The women in my family tend to outlive their husbands by decades and my great-grandmother was no exception. She passed away in 2009, having already outlived my great-grandfather by nearly 40 years . My mother isn't quite sure what year she had been born , but she was about 96 when she died.

When my great-grandmother passed away, it was my mother who broke the news to me. I do not remember much of that time. I know my mother grieved, but she did so mostly away from my sister and me.  It was heartbreaking for my mother, but my sister and I were not sure how to feel. We had only spoken to my great-grandmother on a handful of occasions over the phone. Despite her age, by all accounts, she was a lively, active and large woman (though we were told by relatives that she had lost a substantial amount of weight near the time of her death), with light gray eyes. She was a true matriarch. She had loved her Ghanaian husband deeply, and raised their children and grandchildren in a strict, but supportive household.

My great-grandmother was fluent in many languages, but only spoke the barest English. My sister and I only spoke English and French.  I do not remember any of the conversations that I had with her, but my sister has some memory of them, mostly of my  mother translating between Twi and English. The last time they spoke, my great-grandmother said, in her stilted English, “I love you,” over and over again. That was among the few English phrases that she knew.

I do not know how my sister took my great-grandmother’s passing, but I know she grieved. I grieved as well, but if I am being honest, it was not for the person, exactly. I was nostalgic for a relationship that I wish that I had, but with language and other barriers would have been impossible. The fantasy of what our relationship could have been was built entirely on snippets of the woman’s past that were relayed to me by my mother. Through those stories my great-grandmother become flesh and blood to me and it was the closest I ever got to her. 

My grandmother was born in the mid-1930s and died last year in her home in outside Sekondi-Takoradi, Ghana. Where my mother and great-grandmother had enjoyed a strong bond, my mother and her mother did not. My mother does not talk about her relationship with her mother that often, but I grew up with the impression that they were family by blood, and not much else. When news of her death reached us in Toronto, my mother was with my sister in her bedroom, watching DVDs  on her laptop. From what I remember, that was also where I found my mother when I heard that my great grandmother had died nearly four years earlier. I heard the news  through my uncle, since I was the one to finally pick up the call from Calgary, after he had left several urgent messages politely pleading for someone to answer the phone. My mom had already guessed why my uncle, with whom she spoke to infrequently, was all of sudden desperate to speak with her, and was still reluctant to return his calls. 

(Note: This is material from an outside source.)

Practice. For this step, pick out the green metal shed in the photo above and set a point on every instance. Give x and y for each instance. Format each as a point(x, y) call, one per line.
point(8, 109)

When I went to see my mother to pass on the news, she was already upset and my sister was crying.  I cannot remember how I told my mother or what I even said, I just remember that I could not get upset. My grandmother was a difficult woman to get close to. She and my sister spoke relatively frequently, but she and I were never able to talk for more than a few minutes.  My grandmother spoke English better than I did, but we barely understood each other and neither of us made much of an effort to change that. Despite that, I was still affected by her death, and grieved for my mother. I never understood the nature of their relationship, but I knew something very important had been lost when my grandmother died.

My mother, who has not been back to Ghana in 30 years, had  lost one of her few remaining direct links to “home.” Sekondi- Takoradi is hardly the city that it was two and half decades ago when she left. My mother does not talk about my grandmother’s or great grandmother’s passing that much, but she does talk about going back “home” now more than ever. My sister and I often plot on ways to get her there somehow, but for the moment plotting is all we’ve done. Sometimes, while my sister and I are dreaming up  plans, I wonder,  with my great grandmother and grandmother now gone,  what will “home” feel like if we ever manage to get her there.